No meio da confusão, sem entender direito o que Henrique fez, senti tudo escurecer. E apaguei.

Quando voltei a mim, estava numa casa de campo, afastada da cidade.

Henrique estava de pé, em frente à janela de vidro, falando ao telefone com uma voz suave:

— Fica tranquila e se prepara pro transplante. Sua irmã vai estar sendo vigiada. Mari, você é boa demais... É por isso que ela te trata assim. Se não fosse por você, que mesmo doente me salvou naquela época, eu já teria morrido. Eu...

Ele se calou ao ouvir o som da cama ranger. Virou-se e me viu sentada.

— Preciso desligar, tenho que resolver uma coisa aqui. — Disse rapidamente, antes de encerrar a chamada.

Foi só então que percebi que chorava. As lágrimas desciam geladas até minha boca.
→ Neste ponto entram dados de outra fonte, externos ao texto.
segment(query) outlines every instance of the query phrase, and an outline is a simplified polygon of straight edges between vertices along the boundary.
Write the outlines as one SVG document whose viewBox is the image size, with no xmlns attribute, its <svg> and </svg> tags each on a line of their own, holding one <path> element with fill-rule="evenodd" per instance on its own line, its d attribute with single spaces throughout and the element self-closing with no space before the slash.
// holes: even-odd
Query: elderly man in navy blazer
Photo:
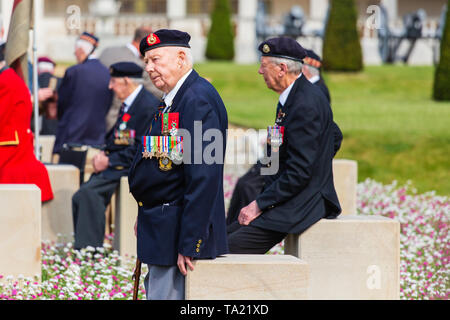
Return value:
<svg viewBox="0 0 450 320">
<path fill-rule="evenodd" d="M 263 190 L 241 209 L 240 227 L 229 234 L 231 253 L 265 253 L 288 233 L 301 234 L 341 212 L 333 184 L 333 112 L 301 73 L 305 50 L 287 37 L 268 39 L 259 50 L 258 72 L 280 95 L 275 123 L 268 128 L 269 153 L 278 159 L 278 170 L 265 170 Z"/>
<path fill-rule="evenodd" d="M 93 158 L 95 173 L 72 198 L 76 249 L 101 247 L 105 236 L 105 209 L 128 174 L 137 150 L 136 140 L 147 131 L 159 100 L 142 85 L 143 69 L 133 62 L 110 67 L 109 87 L 122 102 L 119 117 L 106 135 L 106 147 Z"/>
<path fill-rule="evenodd" d="M 161 29 L 140 44 L 145 70 L 164 92 L 160 113 L 128 174 L 139 208 L 137 255 L 149 266 L 145 286 L 150 300 L 184 299 L 184 276 L 193 270 L 192 260 L 228 252 L 223 195 L 227 112 L 211 83 L 192 69 L 189 40 L 186 32 Z M 214 161 L 203 158 L 209 151 Z"/>
</svg>

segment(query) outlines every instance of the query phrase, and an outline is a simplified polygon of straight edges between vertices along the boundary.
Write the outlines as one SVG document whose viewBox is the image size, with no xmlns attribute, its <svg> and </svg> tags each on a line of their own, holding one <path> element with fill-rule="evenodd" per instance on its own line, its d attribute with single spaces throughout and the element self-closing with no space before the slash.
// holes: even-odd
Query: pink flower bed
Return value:
<svg viewBox="0 0 450 320">
<path fill-rule="evenodd" d="M 228 206 L 237 178 L 224 177 Z M 411 184 L 358 184 L 358 214 L 396 219 L 400 235 L 401 299 L 449 298 L 449 197 L 435 192 L 417 194 Z M 271 254 L 283 254 L 283 243 Z M 131 299 L 134 257 L 121 258 L 110 247 L 75 251 L 71 243 L 42 245 L 42 278 L 0 275 L 0 300 Z M 142 277 L 146 274 L 143 265 Z M 145 298 L 141 280 L 139 298 Z"/>
</svg>

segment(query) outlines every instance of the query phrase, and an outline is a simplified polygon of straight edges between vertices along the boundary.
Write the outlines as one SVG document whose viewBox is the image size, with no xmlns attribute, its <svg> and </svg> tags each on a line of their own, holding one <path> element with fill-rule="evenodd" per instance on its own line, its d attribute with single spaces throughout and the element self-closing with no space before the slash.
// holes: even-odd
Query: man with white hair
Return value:
<svg viewBox="0 0 450 320">
<path fill-rule="evenodd" d="M 278 170 L 264 177 L 263 190 L 241 209 L 240 227 L 228 235 L 230 253 L 238 254 L 266 253 L 288 233 L 301 234 L 341 212 L 333 184 L 333 113 L 325 95 L 301 73 L 305 50 L 287 37 L 268 39 L 259 50 L 258 72 L 280 95 L 267 139 Z"/>
<path fill-rule="evenodd" d="M 58 129 L 53 153 L 63 144 L 100 146 L 111 106 L 108 69 L 93 57 L 98 38 L 83 32 L 75 43 L 77 65 L 68 68 L 58 89 Z"/>
<path fill-rule="evenodd" d="M 164 92 L 160 113 L 128 173 L 138 203 L 137 256 L 149 266 L 145 287 L 150 300 L 184 299 L 192 260 L 228 251 L 223 197 L 227 112 L 212 84 L 193 70 L 190 38 L 186 32 L 161 29 L 140 44 L 145 70 Z M 207 142 L 211 136 L 204 138 L 207 131 L 213 133 L 215 148 Z M 206 158 L 213 151 L 214 159 Z"/>
</svg>

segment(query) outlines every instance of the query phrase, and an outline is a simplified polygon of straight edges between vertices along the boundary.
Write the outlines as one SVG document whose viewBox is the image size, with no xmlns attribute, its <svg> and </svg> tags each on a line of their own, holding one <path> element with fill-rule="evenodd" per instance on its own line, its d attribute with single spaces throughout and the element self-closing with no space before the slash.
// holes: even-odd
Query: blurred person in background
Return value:
<svg viewBox="0 0 450 320">
<path fill-rule="evenodd" d="M 49 57 L 39 57 L 38 59 L 39 102 L 42 110 L 40 134 L 43 135 L 56 135 L 58 128 L 58 96 L 56 92 L 62 79 L 55 76 L 55 66 L 56 63 Z"/>
<path fill-rule="evenodd" d="M 83 32 L 75 43 L 77 65 L 68 68 L 58 89 L 58 128 L 53 153 L 63 144 L 101 146 L 111 106 L 109 71 L 94 57 L 99 39 Z"/>
</svg>

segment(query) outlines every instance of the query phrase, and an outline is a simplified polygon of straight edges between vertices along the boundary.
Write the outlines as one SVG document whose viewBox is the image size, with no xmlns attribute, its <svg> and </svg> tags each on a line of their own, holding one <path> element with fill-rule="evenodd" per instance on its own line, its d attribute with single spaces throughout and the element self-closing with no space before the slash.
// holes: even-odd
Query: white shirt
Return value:
<svg viewBox="0 0 450 320">
<path fill-rule="evenodd" d="M 142 84 L 140 84 L 134 91 L 125 99 L 123 103 L 125 103 L 124 112 L 128 112 L 128 109 L 130 109 L 131 105 L 133 104 L 134 100 L 136 99 L 137 95 L 142 89 Z"/>
<path fill-rule="evenodd" d="M 314 76 L 309 79 L 309 82 L 316 83 L 319 80 L 320 80 L 320 76 Z"/>
<path fill-rule="evenodd" d="M 183 85 L 183 83 L 187 79 L 187 77 L 189 77 L 191 72 L 192 72 L 192 69 L 190 69 L 188 72 L 186 72 L 186 74 L 184 76 L 182 76 L 180 78 L 180 80 L 178 80 L 175 87 L 172 90 L 170 90 L 170 92 L 168 94 L 163 95 L 162 99 L 164 100 L 164 102 L 166 104 L 166 107 L 164 108 L 163 113 L 165 113 L 167 111 L 167 109 L 172 106 L 173 99 L 177 95 L 178 90 L 181 88 L 181 86 Z"/>
<path fill-rule="evenodd" d="M 297 79 L 300 78 L 301 76 L 302 76 L 302 74 L 300 73 L 300 75 L 297 77 Z M 280 94 L 280 98 L 278 101 L 280 102 L 280 104 L 282 106 L 284 106 L 284 104 L 286 103 L 289 93 L 291 93 L 292 87 L 294 86 L 294 83 L 295 83 L 295 81 L 292 82 L 291 85 L 289 87 L 287 87 L 286 89 L 284 89 L 284 91 Z"/>
<path fill-rule="evenodd" d="M 138 51 L 138 49 L 136 49 L 136 47 L 135 46 L 133 46 L 133 44 L 131 44 L 131 43 L 127 43 L 127 48 L 128 49 L 130 49 L 131 50 L 131 52 L 133 52 L 133 54 L 136 56 L 136 57 L 138 57 L 139 58 L 139 56 L 140 56 L 140 53 L 139 53 L 139 51 Z"/>
</svg>

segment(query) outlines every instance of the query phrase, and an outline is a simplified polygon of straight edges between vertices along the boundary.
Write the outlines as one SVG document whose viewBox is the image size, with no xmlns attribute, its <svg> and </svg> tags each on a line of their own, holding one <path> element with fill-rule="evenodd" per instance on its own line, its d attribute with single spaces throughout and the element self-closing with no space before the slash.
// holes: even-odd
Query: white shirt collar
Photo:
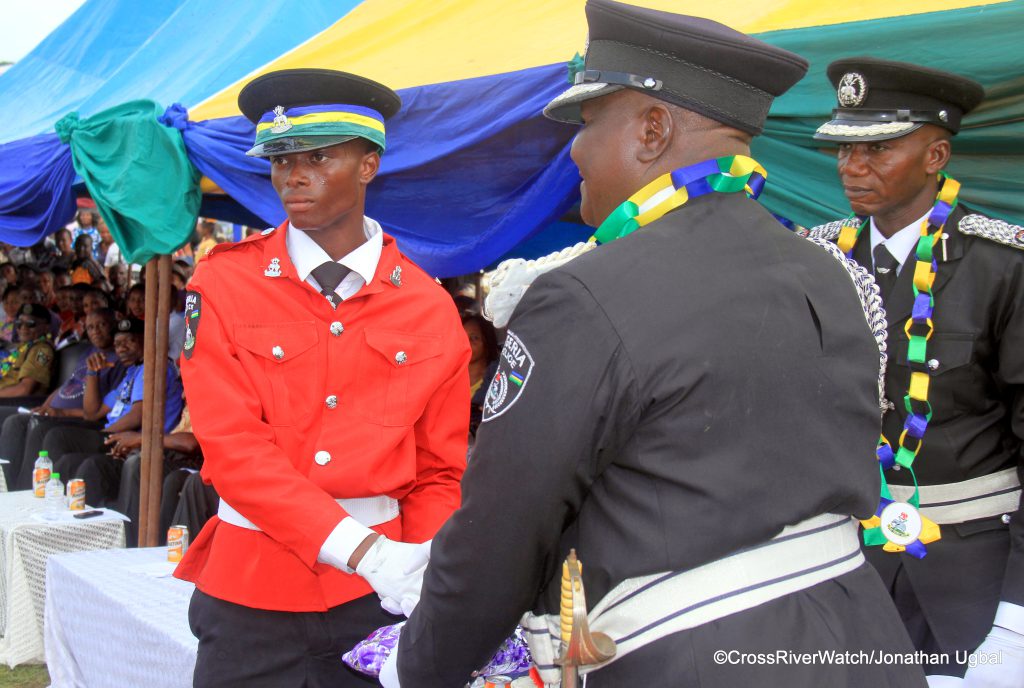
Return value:
<svg viewBox="0 0 1024 688">
<path fill-rule="evenodd" d="M 917 246 L 917 242 L 921 239 L 921 223 L 925 221 L 932 209 L 929 208 L 928 212 L 917 218 L 909 225 L 901 229 L 900 231 L 893 234 L 888 239 L 878 230 L 875 226 L 875 218 L 871 218 L 871 255 L 875 255 L 875 247 L 879 244 L 885 244 L 885 248 L 888 249 L 889 253 L 892 254 L 900 266 L 897 272 L 903 268 L 903 264 L 907 262 L 907 258 L 910 256 L 910 252 Z M 874 258 L 872 258 L 872 261 Z"/>
<path fill-rule="evenodd" d="M 377 274 L 377 264 L 380 263 L 380 254 L 384 246 L 384 232 L 379 222 L 363 216 L 363 233 L 366 235 L 366 241 L 338 260 L 352 271 L 335 290 L 343 299 L 359 291 Z M 298 227 L 293 227 L 291 223 L 288 224 L 288 233 L 285 235 L 285 246 L 299 278 L 319 289 L 320 285 L 310 273 L 331 259 L 327 251 L 320 248 L 309 234 Z"/>
</svg>

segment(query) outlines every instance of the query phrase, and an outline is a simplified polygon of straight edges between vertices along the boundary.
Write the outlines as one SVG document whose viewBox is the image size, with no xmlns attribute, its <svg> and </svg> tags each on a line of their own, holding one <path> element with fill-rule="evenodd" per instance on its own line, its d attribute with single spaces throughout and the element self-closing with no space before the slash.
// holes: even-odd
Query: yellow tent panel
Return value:
<svg viewBox="0 0 1024 688">
<path fill-rule="evenodd" d="M 984 0 L 643 0 L 745 33 L 798 29 L 990 4 Z M 238 91 L 275 69 L 325 67 L 399 89 L 565 62 L 586 42 L 583 0 L 366 0 L 305 44 L 200 103 L 194 120 L 239 114 Z"/>
</svg>

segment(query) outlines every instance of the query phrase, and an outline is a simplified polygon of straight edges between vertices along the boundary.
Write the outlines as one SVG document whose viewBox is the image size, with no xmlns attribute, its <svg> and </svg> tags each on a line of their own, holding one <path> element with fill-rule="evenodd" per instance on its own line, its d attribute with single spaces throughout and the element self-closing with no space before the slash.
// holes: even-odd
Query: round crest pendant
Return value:
<svg viewBox="0 0 1024 688">
<path fill-rule="evenodd" d="M 906 547 L 921 536 L 922 522 L 918 510 L 907 502 L 893 502 L 879 516 L 882 535 L 894 545 Z"/>
</svg>

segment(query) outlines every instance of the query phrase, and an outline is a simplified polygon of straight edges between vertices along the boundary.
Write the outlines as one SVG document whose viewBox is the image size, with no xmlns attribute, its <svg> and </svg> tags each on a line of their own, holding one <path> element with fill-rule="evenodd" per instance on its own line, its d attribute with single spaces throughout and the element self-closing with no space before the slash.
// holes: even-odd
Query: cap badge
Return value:
<svg viewBox="0 0 1024 688">
<path fill-rule="evenodd" d="M 395 269 L 391 271 L 391 284 L 396 287 L 402 286 L 402 266 L 396 265 Z"/>
<path fill-rule="evenodd" d="M 270 127 L 271 134 L 283 134 L 292 128 L 292 123 L 288 121 L 288 115 L 284 114 L 284 106 L 278 105 L 274 108 L 274 126 Z"/>
<path fill-rule="evenodd" d="M 839 80 L 839 104 L 843 107 L 857 107 L 868 95 L 868 85 L 857 72 L 847 72 Z"/>
<path fill-rule="evenodd" d="M 281 259 L 271 258 L 270 265 L 263 271 L 265 277 L 280 277 L 281 276 Z"/>
</svg>

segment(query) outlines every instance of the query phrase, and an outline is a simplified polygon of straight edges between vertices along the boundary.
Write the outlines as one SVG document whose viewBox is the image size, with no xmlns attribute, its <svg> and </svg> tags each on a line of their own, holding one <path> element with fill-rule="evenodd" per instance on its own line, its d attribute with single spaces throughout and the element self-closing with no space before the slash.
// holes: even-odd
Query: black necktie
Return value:
<svg viewBox="0 0 1024 688">
<path fill-rule="evenodd" d="M 347 267 L 341 263 L 335 263 L 333 260 L 313 268 L 312 275 L 316 278 L 317 284 L 320 285 L 320 293 L 326 296 L 327 300 L 335 308 L 341 302 L 341 297 L 334 290 L 341 284 L 341 280 L 345 279 L 345 275 L 350 272 L 352 271 Z"/>
<path fill-rule="evenodd" d="M 885 244 L 875 246 L 872 254 L 875 258 L 875 282 L 878 283 L 878 290 L 881 292 L 882 300 L 884 301 L 889 297 L 889 293 L 892 292 L 893 285 L 896 284 L 896 270 L 900 264 L 889 253 L 889 249 L 886 248 Z"/>
</svg>

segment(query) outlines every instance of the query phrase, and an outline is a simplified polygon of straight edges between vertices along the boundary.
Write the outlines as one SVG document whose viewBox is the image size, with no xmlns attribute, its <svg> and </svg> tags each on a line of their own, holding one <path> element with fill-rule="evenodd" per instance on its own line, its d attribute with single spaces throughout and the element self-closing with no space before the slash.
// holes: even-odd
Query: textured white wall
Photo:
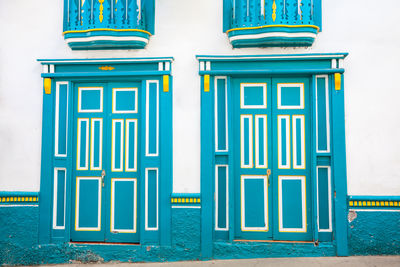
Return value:
<svg viewBox="0 0 400 267">
<path fill-rule="evenodd" d="M 400 2 L 323 0 L 311 48 L 233 50 L 222 0 L 156 0 L 156 34 L 144 50 L 73 52 L 62 1 L 0 1 L 0 191 L 40 184 L 42 79 L 38 58 L 173 56 L 174 191 L 200 191 L 200 79 L 196 54 L 349 52 L 345 61 L 348 192 L 400 194 Z"/>
</svg>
Henrique, que um dia dizia se desesperar só de me ver chorar, agora me olhava com frieza.

Havia impaciência no seu rosto.

— Fica quieta aqui na casa até a Mari terminar a cirurgia. Depois você volta pro hospital. — Ordenou ele.

Limpei o rosto de qualquer jeito e o encarei:

— Você se apaixonou por ela? Mesmo que eu morra, você não liga mais?

Henrique franziu a testa, a expressão entediada.

— Sabrina, não usa a morte como chantagem só porque eu sempre te mimava. Você sabe que eu odeio chantagem. — Ele se aproximou, se inclinou sobre mim e, com uma mão apoiada na cama, apertou meu queixo com a outra. Seus olhos estavam sombrios, sua voz baixa e ameaçadora. — Você não tá doente há tanto tempo quanto sua irmã. Ela só quer viver como uma pessoa normal. Por que você tá sendo tão egoísta? Não é possível esperar pelo próximo rim?